Enquanto procurador, Dallagnol atuou como chefe da força-tarefa da Operação Lava Jato. Depois disso, ele foi deputado federal pelo Paraná, mas teve o mandato cassado pela Justiça Eleitoral.

Dallagnol se referiu à denúncia feita pelo gerente da organização não governamental (ONG) Transparência Internacional, Guilherme France. O dirigente citou o ministro Dias Toffoli, do Supremo Tribunal Federal (STF), ao denunciar o desmonte do combate à corrupção em países da América Latina.

Nos últimos anos, o magistrado tem anulado vários processos, provas e acordos da Lava Jato. As decisões do ministro levou até o jornal norte-americano New York Times a afirmar que o STF anulou “provas cruciais” ao suspender condenações, além de adiar bilhões em multas “em uma série histórica de casos de suborno”.

“Judiciário brasileiro se recusa a cooperar com investigações internacionais”
Segundo a ONG Transparência Internacional, o Judiciário brasileiro se recusa a cooperar com investigações internacionais. Isso, de acordo com a instituição, “impede o envio de dados e depoimentos ao exterior”.

Dallagnol, por sua vez, afirmou que políticos condenados e empresários bilionários são perdoados pelo Judiciário. “A maior operação anticorrupção da história é desmantelada, e o país volta a ser conhecido pelo seu velho hábito: garantir impunidade aos poderosos corruptos”, escreveu o ex-procurador. “Vergonha internacional!”

O Brasil registrou a pior nota da série histórica, iniciada em 2012, do Índice de Percepção da Corrupção. Em 2024, o país registrou 34 pontos e a 107ª posição entre 180 países.

Países que se igualam ao Brasil no combate à corrupção
Com essa nota, o Brasil empata com Argélia, Malauí, Nepal, Nigéria, Tailândia e Turquia. Produzido pela Transparência Internacional, o indicador de corrupção avalia 180 países e atribui notas de 0 a 100. Quanto maior a nota, melhor é a percepção de integridade do país.

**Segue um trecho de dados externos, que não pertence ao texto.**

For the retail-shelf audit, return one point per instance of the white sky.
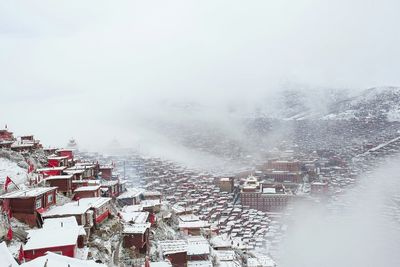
(89, 68)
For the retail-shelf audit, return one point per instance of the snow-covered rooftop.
(136, 228)
(51, 169)
(76, 207)
(194, 224)
(55, 260)
(198, 246)
(59, 177)
(135, 217)
(172, 246)
(6, 258)
(131, 193)
(52, 237)
(28, 193)
(87, 188)
(199, 264)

De acordo com a ONG, entre os destaques negativos que levaram o Brasil a cair de posição estão:

Silêncio do presidente Lula sobre a pauta anticorrupção;
Renegociação de acordos de leniência para beneficiar empresas envolvidas em corrupção, em processos expostos a conflitos de interesses, sem transparência e sem participação das vítimas dos esquemas;
Permanência no cargo do ministro das Comunicações, Juscelino Filho, indiciado pela Polícia Federal por corrupção passiva, fraude em licitação e organização criminosa;
Retomada da influência no governo de empresários que confessaram esquemas de corrupção e permanecem impunes, como os irmãos Batista da J&F;
Falta de transparência e condições de controle social no Novo PAC;
Percepção de crescente ingerência política na Petrobras;
Decisões do ministro Toffoli com impacto sistêmico e internacional de impunidade, e inércia do STF em colocar a julgamento recursos da PGR contra tais decisões;
Episódios reiterados de conflito de interesse de magistrados, principalmente em julgamentos envolvendo bancas de advogados de parentes e em eventos cada vez mais frequentes de lobby judicial; e
Institucionalização da corrupção em larga escala com a persistência, agigantamento e descontrole das emendas orçamentárias, em franca insubordinação às decisões do STF.